Welsh regulatory executive (born 1976)

Sheldon Mills (born 5 June 1976) is the executive director, consumers and competition at the Financial Conduct Authority. He had previously been a senior director at the Competition and Markets Authority and chair of the board of trustees of Stonewall.

==Early life and education==
Mills was born on 5 June 1976 and grew up in Ely, Cardiff, Wales. At secondary school he decided to study law at university after looking through prospectuses in the school library. His school was generally supportive and discouragement by one teacher made him more determined. He studied law at King's College, London as both an undergraduate and postgraduate student, and he was only the second person from his school to go to university. He qualified as a solicitor.

==Career==
He worked initially at the legal firms King & Wood Mallesons and Jones Day specialising in antitrust and competition law. He then joined the Competition and Markets Authority as senior director for mergers, and later in designing and implementing the new UK State Aid regime.
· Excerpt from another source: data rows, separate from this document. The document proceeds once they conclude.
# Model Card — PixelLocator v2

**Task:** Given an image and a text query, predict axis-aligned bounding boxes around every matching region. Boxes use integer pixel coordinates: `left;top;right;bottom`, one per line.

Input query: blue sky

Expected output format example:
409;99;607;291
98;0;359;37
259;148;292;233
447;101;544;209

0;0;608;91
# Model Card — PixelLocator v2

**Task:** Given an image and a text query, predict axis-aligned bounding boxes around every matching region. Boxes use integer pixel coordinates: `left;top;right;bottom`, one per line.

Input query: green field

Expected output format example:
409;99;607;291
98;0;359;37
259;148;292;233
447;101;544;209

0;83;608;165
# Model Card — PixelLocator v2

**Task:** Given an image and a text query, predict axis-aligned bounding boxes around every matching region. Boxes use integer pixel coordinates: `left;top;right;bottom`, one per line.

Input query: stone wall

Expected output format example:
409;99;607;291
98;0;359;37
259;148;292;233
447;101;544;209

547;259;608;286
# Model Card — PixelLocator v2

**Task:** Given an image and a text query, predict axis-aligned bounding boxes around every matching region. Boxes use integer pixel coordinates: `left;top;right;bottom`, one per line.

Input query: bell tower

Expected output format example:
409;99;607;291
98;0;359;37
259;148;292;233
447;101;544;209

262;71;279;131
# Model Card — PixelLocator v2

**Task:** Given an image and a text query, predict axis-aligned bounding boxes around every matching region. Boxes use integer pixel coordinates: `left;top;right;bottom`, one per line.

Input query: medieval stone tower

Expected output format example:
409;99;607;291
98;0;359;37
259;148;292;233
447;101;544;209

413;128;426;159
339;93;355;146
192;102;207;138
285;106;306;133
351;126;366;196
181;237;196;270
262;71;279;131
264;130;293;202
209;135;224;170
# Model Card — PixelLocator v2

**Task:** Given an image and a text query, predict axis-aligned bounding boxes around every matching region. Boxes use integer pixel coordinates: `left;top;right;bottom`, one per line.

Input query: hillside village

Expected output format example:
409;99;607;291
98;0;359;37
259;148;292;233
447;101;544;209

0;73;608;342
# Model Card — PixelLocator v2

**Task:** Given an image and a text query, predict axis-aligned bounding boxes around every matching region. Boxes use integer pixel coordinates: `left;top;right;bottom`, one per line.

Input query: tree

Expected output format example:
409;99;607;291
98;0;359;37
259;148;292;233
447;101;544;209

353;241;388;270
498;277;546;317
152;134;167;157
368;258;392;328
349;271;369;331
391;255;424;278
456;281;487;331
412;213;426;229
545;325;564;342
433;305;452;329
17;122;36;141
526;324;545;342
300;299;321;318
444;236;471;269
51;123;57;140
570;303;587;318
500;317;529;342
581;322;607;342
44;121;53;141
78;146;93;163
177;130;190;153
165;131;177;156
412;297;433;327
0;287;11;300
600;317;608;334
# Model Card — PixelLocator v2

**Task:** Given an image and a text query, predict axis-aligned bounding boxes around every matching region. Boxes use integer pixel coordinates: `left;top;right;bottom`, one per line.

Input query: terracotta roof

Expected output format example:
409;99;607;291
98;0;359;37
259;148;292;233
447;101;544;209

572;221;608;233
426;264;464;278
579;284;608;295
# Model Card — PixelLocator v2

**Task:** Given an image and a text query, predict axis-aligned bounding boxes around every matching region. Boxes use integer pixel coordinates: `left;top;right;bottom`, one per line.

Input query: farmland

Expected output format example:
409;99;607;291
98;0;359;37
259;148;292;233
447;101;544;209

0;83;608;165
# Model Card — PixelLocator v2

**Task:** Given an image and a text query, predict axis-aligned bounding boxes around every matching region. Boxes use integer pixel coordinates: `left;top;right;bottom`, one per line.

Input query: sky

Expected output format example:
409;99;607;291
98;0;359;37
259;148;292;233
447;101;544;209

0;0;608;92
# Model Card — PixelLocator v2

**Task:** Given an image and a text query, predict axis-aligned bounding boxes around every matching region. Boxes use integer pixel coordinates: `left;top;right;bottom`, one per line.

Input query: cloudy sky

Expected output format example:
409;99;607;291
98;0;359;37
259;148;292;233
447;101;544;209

Mills moved to the Financial Conduct Authority in November 2018 as director of competition with responsibilities around competition in the financial industry and anti-competitive behaviour. He supported development of open banking systems for companies to share information about customers to provide more access to financial advice with the objective of increasing competition and innovation. He became interim executive director of strategy and competition and a member of the agency's executive committee in March 2020 In December 2020 he became the executive director, consumers and competition.

==Other roles==
In January 2013, Mills joined the board of trustees of Stonewall, the largest British organisation claiming to support LGBT rights, and was involved in the decision of the charity to become a trans-inclusive organisation in 2015. He also supported Stonewall's partnership with UK Black Pride. In April 2020 he became the chair of the charity's board and its longest-standing trustee.